Cloudy overhead conditions offered some assistance to swing and seam bowlers. And they doubtless prompted the decision of England captain Alastair Cook to field first.
But they were not unplayable.
Well though Broad, on his Nottinghamshire home ground, bowled in taking a Test-best eight for 15 in 9.3 overs, this innings cemented the reputation of Australia's batsmen as "flat-track bullies". They again proved unable to come to terms with the moving ball in a match they have to at least draw to stop England from taking an unbeatable 3-1 lead in the five-match series.
Eight Australia batsmen were caught in the slip cordon - all off Broad - and one by wicket-keeper Jos Buttler, with Peter Nevill bowled by Steven Finn.
Mitchell Johnson (13) and captain Michael Clarke (10) were the only batsmen to make double figures in an innings that was wrapped up in just 18.3 overs - the quickest any team have ever been bowled out in the first innings of a Test - during a stunning 94 minutes' play in Nottingham.
Australia's total - with extras the top score on 14 - was the lowest by either side in an Ashes innings since England were dismissed for 52 at The Oval in 1948.
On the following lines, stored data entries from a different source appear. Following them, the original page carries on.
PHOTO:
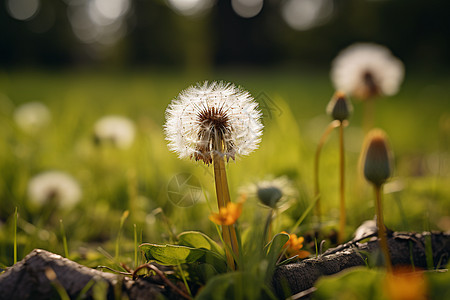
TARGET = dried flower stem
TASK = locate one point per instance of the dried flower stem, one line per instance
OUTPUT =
(322, 141)
(381, 229)
(223, 198)
(342, 216)
(368, 114)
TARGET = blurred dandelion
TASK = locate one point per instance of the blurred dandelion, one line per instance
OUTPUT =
(228, 215)
(32, 116)
(54, 186)
(116, 130)
(377, 170)
(405, 284)
(213, 119)
(366, 71)
(272, 192)
(275, 194)
(211, 122)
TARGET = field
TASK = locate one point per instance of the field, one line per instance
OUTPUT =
(140, 179)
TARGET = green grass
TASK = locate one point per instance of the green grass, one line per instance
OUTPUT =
(136, 179)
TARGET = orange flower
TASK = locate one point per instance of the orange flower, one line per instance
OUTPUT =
(294, 245)
(404, 284)
(227, 215)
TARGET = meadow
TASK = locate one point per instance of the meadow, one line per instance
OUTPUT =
(139, 179)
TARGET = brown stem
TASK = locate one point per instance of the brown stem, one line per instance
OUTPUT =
(381, 229)
(342, 217)
(223, 198)
(368, 114)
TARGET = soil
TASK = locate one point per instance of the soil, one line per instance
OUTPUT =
(41, 273)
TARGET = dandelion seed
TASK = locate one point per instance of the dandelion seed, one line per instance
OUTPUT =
(32, 117)
(377, 169)
(213, 118)
(275, 193)
(54, 186)
(227, 215)
(405, 284)
(117, 130)
(367, 70)
(212, 122)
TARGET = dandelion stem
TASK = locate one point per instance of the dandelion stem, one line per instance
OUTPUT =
(15, 235)
(368, 115)
(223, 198)
(342, 217)
(322, 141)
(268, 227)
(381, 229)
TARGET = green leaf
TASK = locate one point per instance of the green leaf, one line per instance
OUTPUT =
(276, 245)
(173, 254)
(196, 239)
"It's pretty unbelievable. It's not sunk in," Broad told Sky Sports after drawing level with England great Fred Trueman's career tally of 307 Test wickets.
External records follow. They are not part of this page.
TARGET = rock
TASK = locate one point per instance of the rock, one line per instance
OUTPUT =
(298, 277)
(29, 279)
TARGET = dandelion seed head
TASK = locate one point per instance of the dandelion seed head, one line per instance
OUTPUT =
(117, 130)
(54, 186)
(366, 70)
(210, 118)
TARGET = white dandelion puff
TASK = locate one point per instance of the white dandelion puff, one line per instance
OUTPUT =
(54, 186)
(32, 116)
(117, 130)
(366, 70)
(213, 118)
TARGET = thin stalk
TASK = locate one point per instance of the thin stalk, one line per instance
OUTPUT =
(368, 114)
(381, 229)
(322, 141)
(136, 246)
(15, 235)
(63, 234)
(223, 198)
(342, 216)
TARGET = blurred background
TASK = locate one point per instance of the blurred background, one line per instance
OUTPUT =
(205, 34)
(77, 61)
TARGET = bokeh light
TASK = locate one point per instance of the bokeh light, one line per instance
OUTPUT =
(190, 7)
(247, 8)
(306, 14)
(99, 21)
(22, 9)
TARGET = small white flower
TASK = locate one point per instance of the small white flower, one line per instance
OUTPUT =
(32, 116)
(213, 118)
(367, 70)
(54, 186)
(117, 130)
"We knew Trent Bridge would offer us something but we had to bowl well and take our catches."
Australian great Shane Warne and former captain Ricky Ponting lamented technical failings and mental approach as their countrymen fell cheaply.
Warne believes some of the problems stem from the increased amount of limited-overs cricket being played.
"Test cricket is all about technique, the basics. And all about fighting. Credit to Broad, he forced a lot of those errors, but I still think Australia could have been a little bit more defensive and (shown) better technique," he said.
Ponting questioned why the Australians had talked before the series about how positive they were going to be.
"Why say it?" he said.
"You can be positive in defence.
"I don't know if they're confused about the way they want to play."
He added: "When conditions are like this, you just have to find a way to get through."
England were 99 for three at tea, with Joe Root on 33 and Jonny Bairstow on 2.